According to a fresh report by the World Wide Fund for Nature (WWF), 19 out of 21 Mediterranean countries are far from achieving the minimum agreed level of commitment to establish and manage Marine Protected Areas (MPAs) in 10 percent of coastal areas by 2020, and governments must sign a new deal to protect biodiversity in a region experiencing increased levels of tourism and resource extraction

MOSCOW (Pakistan Point News / Sputnik - 29th November, 2019) According to a fresh report by the World Wide Fund for Nature (WWF), 19 out of 21 Mediterranean countries are far from achieving the minimum agreed level of commitment to establish and manage Marine Protected Areas (MPAs) in 10 percent of coastal areas by 2020, and governments must sign a new deal to protect biodiversity in a region experiencing increased levels of tourism and resource extraction.

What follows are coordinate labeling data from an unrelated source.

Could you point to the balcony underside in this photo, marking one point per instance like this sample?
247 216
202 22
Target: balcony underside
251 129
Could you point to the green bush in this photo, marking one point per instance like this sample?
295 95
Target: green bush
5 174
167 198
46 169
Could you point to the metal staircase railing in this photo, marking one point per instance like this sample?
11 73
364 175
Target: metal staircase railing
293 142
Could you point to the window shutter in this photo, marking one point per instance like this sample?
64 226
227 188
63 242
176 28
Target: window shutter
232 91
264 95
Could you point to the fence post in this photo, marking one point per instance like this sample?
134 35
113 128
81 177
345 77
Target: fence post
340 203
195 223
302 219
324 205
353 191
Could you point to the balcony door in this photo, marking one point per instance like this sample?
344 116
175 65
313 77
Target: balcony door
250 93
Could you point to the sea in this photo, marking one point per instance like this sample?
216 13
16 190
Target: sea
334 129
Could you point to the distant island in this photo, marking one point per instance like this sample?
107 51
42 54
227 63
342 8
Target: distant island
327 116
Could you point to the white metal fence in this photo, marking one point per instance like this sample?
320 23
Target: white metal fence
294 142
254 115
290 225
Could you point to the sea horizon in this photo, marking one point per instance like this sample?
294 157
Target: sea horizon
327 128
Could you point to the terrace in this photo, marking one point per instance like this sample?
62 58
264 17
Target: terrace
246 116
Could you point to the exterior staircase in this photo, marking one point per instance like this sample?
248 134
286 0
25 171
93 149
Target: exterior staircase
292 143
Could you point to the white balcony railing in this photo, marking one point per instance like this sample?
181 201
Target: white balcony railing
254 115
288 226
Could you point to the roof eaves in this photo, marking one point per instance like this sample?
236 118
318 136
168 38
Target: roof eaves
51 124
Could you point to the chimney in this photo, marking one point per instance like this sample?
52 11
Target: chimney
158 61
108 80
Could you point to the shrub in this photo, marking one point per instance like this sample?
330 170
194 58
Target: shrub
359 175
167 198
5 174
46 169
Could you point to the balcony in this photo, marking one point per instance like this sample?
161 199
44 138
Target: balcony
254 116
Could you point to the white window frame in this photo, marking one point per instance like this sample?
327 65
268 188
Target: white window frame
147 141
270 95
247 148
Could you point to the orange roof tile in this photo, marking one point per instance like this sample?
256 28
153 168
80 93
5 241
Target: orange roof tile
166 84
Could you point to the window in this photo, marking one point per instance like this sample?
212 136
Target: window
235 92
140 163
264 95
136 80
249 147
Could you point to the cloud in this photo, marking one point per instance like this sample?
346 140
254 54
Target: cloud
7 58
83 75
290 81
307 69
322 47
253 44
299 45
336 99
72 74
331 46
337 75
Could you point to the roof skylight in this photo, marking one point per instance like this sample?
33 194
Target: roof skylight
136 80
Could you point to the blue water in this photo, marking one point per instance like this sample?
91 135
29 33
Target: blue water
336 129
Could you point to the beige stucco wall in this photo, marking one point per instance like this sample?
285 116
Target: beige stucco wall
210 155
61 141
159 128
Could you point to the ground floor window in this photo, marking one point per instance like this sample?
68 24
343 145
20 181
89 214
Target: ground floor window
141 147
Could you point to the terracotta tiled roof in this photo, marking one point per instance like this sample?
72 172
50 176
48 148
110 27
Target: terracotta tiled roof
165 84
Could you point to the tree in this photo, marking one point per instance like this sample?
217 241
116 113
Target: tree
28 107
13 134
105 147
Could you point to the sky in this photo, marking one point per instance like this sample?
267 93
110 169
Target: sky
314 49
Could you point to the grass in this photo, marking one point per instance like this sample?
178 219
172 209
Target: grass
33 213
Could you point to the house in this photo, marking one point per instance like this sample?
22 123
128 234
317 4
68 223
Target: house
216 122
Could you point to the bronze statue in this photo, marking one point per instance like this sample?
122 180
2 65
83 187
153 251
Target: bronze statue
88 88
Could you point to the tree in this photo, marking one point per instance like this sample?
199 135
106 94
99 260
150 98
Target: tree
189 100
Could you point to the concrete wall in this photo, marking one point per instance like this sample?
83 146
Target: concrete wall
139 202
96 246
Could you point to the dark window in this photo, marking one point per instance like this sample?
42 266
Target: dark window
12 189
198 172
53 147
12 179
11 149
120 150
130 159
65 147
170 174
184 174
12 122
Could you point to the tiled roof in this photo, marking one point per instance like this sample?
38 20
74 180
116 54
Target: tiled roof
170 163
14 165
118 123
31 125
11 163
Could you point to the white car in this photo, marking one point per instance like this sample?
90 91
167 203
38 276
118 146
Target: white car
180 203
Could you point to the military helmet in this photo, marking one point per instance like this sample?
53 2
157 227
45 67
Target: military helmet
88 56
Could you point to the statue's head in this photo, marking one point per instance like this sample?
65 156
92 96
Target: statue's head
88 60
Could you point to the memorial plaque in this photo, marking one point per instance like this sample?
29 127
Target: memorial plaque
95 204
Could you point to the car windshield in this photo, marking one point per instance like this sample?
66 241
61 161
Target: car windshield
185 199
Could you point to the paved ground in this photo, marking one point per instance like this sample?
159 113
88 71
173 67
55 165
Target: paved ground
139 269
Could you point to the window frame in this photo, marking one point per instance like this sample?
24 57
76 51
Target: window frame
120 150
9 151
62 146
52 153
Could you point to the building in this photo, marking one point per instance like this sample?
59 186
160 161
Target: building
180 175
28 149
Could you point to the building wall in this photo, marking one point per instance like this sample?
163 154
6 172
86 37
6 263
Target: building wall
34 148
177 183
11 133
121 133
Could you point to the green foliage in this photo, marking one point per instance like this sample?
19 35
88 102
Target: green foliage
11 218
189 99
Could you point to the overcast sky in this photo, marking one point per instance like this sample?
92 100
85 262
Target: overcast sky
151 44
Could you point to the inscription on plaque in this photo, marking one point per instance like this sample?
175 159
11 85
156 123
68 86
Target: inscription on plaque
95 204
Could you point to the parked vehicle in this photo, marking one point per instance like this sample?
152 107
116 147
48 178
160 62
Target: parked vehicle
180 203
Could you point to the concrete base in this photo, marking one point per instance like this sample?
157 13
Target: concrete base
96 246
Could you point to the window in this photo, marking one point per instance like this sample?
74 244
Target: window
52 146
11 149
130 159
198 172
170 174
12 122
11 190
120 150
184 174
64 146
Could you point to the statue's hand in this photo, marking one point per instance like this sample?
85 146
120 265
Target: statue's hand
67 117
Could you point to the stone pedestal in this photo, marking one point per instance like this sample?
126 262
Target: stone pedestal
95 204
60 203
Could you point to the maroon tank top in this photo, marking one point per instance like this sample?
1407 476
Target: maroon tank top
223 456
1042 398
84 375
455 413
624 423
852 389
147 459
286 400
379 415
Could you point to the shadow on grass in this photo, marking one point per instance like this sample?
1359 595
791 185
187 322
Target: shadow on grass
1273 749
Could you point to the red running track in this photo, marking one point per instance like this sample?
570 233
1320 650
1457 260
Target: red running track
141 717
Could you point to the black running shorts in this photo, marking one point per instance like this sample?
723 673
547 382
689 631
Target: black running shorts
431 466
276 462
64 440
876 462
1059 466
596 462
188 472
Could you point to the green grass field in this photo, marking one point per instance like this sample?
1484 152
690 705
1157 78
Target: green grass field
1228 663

MPAs were originally established with the goal of protecting biodiversity in the region. According to the WWF, 80 percent of fish stocks in the Mediterranean are overfished, and marine mammal populations have fallen by 41 percent in the last 50 years. This decline has been blamed on unsustainable fishing, increased pollution levels, coastal development and tourism. The Mediterranean attracts a third of global tourism, the report claimed.

According to the environmentalist group, only France and Spain have fulfilled a pledge signed a decade ago to create managed MPAs on at least 10 percent of their waters. In total, only 2.48 percent of the Mediterranean Sea is currently covered by managed MPAs, the organization noted.

"The recurring inaction from governments to restore and protect marine biodiversity is critically undermining our ocean's capacity to mitigate the impact of the climate crisis and to support a sustainable blue economy. Mediterranean Member States must stand by their commitments and make effective marine biodiversity protection a top political priority," Marine Protection and Spatial Planning Policy Coordinator at the WWF European Policy Office, Janica Borg, stated on the organization's website.

Many states have created "paper parks," defined as MPAs that are not effectively managed, and where violations are not reported, the WWF claimed.

Despite projections that most countries will fail to meet minimum targets, the WWF proposed that Mediterranean countries sign a New Deal for Nature and People in order to prevent what Director General Marco Lambertini called a "planetary emergency," as quoted in the report's foreword.

The proposed framework would set more ambitious protection targets, set stronger qualitative requirements of countries, create more robust and transparent mechanisms of accountability, integrate MPAs into a wider management structure and ensure good governance within and beyond territorial waters, the report outlined.

MPAs are clearly defined geographical spaces which are recognized and managed through legal means to achieve the long-term conservation of ecosystems. In the Mediterranean, MPAs include areas where gas and oil extraction is forbidden, or where fishing is prohibited in order to protect stocks.